Ach, schauen Sie, sagte er dann, Richtung Theke deutend, an der die Leute vor der Kasse in der Schlange standen, um die Lebensmittel aus dem Laden zu bezahlen. Da ist Frau Halina.
Vom Eingangsbereich des Restaurants winkte ihm eine Dame in einem roten Mantel zu, mit goldenen Ohrklipsen und gepudertem Gesicht und rot geschminkten Lippen.

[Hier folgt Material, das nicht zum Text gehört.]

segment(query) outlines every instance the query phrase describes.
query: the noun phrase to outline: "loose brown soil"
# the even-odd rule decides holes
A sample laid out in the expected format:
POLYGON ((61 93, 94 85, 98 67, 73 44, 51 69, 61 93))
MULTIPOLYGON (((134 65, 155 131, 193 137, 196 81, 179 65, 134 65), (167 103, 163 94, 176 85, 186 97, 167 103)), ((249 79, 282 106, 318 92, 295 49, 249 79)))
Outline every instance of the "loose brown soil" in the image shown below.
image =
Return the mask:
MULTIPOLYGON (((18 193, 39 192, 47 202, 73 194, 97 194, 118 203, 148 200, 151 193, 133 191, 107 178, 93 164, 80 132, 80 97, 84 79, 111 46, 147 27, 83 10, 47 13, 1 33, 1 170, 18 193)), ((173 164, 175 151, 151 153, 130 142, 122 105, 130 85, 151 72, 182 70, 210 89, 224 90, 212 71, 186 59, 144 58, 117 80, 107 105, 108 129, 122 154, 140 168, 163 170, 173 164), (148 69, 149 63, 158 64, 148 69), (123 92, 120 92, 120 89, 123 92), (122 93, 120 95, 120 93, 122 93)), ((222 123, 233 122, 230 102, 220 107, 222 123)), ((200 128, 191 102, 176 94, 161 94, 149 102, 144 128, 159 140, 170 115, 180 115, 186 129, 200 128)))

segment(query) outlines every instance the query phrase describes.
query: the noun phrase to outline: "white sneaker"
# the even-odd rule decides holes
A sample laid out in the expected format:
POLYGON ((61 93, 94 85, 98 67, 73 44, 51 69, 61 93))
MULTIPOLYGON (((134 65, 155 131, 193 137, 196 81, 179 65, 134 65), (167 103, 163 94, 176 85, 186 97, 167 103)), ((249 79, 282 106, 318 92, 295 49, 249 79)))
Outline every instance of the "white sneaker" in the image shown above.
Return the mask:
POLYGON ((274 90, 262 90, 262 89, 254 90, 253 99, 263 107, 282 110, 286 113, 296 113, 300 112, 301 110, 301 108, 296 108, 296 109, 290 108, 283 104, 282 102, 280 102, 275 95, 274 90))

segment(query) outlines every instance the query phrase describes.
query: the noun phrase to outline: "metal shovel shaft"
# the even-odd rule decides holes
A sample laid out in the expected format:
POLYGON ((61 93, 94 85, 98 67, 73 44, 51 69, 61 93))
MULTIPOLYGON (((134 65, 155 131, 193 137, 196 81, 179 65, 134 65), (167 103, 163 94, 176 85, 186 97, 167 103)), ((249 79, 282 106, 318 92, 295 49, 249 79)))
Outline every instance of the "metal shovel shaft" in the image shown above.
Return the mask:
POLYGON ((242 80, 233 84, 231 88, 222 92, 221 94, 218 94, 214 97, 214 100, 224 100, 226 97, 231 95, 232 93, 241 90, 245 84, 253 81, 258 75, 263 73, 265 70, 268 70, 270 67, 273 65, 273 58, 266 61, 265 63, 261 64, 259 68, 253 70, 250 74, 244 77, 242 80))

Sie kam in kleinen Schritten und sich umsichtig an den Stuhllehnen festhaltend zwischen den Rücken der Väter, Mütter und Kinder auf uns zu.
Guten Tag, Herr Rosowski, rief sie, lauter, als nötig gewesen wäre, direkt in sein Ohr. Sie lächelte mir freundlich zu, aber auch misstrauisch, als könnte ich ein Enkel ihres Bekannten sein, von dessen Existenz bisher keiner gewusst hatte. Die zwei anderen Stühle an unserem Tisch waren besetzt, es saß dort ein junges Paar, das sich, die Köpfe zusammensteckend, leise unterhielt. Ich stand auf und bot Frau Halina meinen Stuhl an, was sie aber ausschlug.
Bitte, sagte ich.
Ich war mit meinem Essen längst fertig, und die Geräuschkulisse im Lokal und die Leute, die noch immer standen und auf freie Plätze warteten, hatten mich erschöpft. Ich verabschiedete mich von Herrn Rosowski, der mich aber schon gar nicht mehr beachtete. Er war aufgestanden, half Frau Halina, sich zu setzen, und hängte ihren Mantel über meine Stuhllehne.
Ich habe mir eine Portion Pierogi bestellt, rief er ihr ins Ohr, während ich noch neben ihnen stand.
Ach schön, rief sie zurück und rückte den Stuhl näher an den Tisch heran.
Ich zahlte vorne an der Kasse, bei derjenigen der zwei jungen Frauen, von der ich glaubte, dass sie Małgorzata hieß, und trat in die kühle Winterluft hinaus, für einen Moment geblendet von dem grellen Himmel, der sich über die Kirche und den Friedhof auf der anderen Straßenseite und über die ganze Stadt spannte. Ich brauchte einen Moment, bis ich wieder wusste, wo ich war, und ging dann los, Richtung U-Bahn-Station.
Um mich waren spazierende Familien unterwegs. An der Kreuzung hielt ein Mann auf einem Fahrrad, hinter ihm zwei Kinder mit Helmen auf kleineren Fahrrädern. Die ganze Stadt schien unterwegs zu sein, obwohl die Luft schneidend kalt war. Ich ging an der U-Bahn-Station vorbei und an den Geschäften der Urbanstraße entlang zum Kanal, ich ließ mich von der Stimmung der Leute treiben. Ich hatte wirklich das Gefühl, dass ich in der Kirche gewesen war, wie als Kind in der Familiensiedlung am Stadtrand von Opole, als ich die Geschichten über die Wunder, über die Hochzeit zu Kana, über die Königreiche der Engel und der Teufel noch geglaubt hatte.